I'm an experienced seamstress who recently started knitting. After countless hours of fitting woven garments, it's a bit of an understatement to say that fitting a knitted sweater is giving me a lot of anxiety. The reason for this is that I have very forward set shoulders. This causes the shoulder seam to run towards the back. In extreme cases, the shoulder back not quite wide enough and there is too much fabric across the front.
Here is a threadbare RTW T-shirt. You can see the diagonal creases along the back caused by my shoulder pulling it forward. I have identical T-shirts that I wear less often that don't fit this well.
In flat patterns, the simple adjustment is to redraw the shoulder seam by removing a piece from the front and giving it to the back. The front shoulder ends up with a steeper slope, while the front has a flatter slope. The sleeve cap is also shifted to the front. This usually makes it impossible for vertical repeats to match at the shoulder seams.

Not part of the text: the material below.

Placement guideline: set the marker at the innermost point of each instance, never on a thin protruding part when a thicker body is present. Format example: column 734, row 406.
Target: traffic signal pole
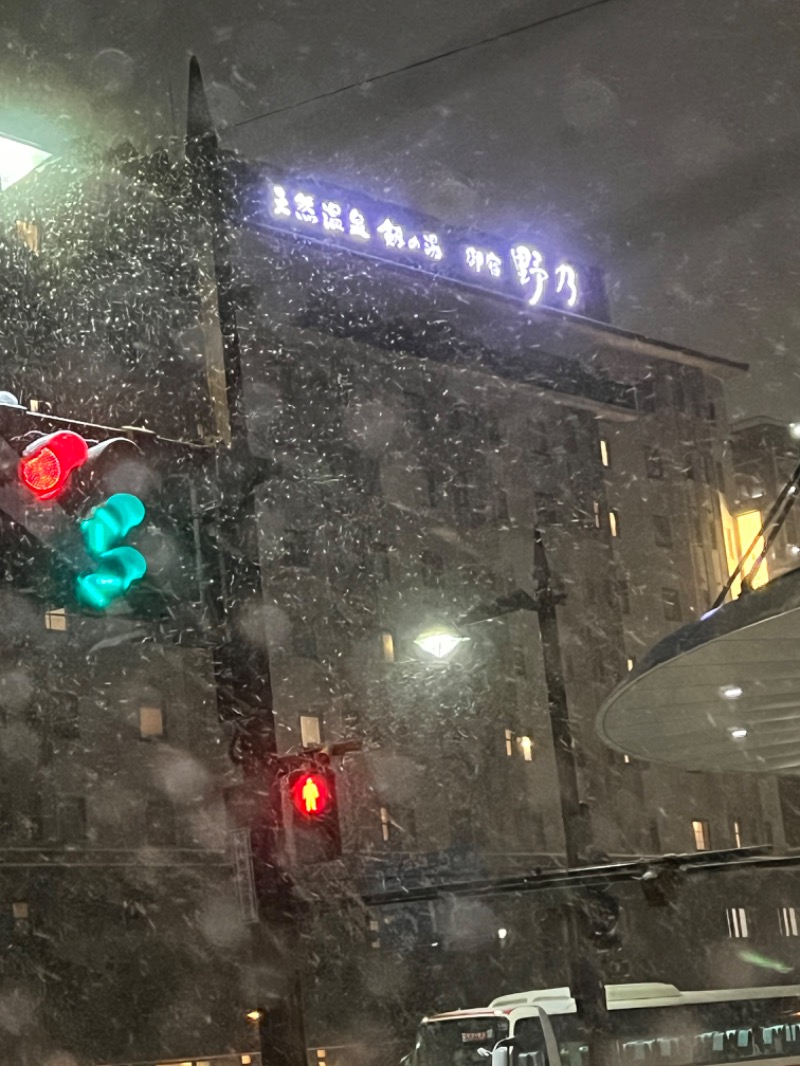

Here's a woven shirt I made with a forward shoulder adjustment. The shoulder seam runs along the top of my shoulders. Sadly, those vertical stripes don't match.
When it comes to RTW, the shoulder seam often fits worse on knitted garments than it does with woven garments. Here is a Croft & Barrow sweater that fits all kinds of wrong in the shoulder area. It doesn't help that the shoulder seam sits too far back even at the base of the neck.
I've looked at quite a lot of information regarding fitting knitted sweaters, but I can't find anyone discussing this type of adjustment. Would I go about this the same way I would with a woven fabric? Are there any sort of issues I should be aware of?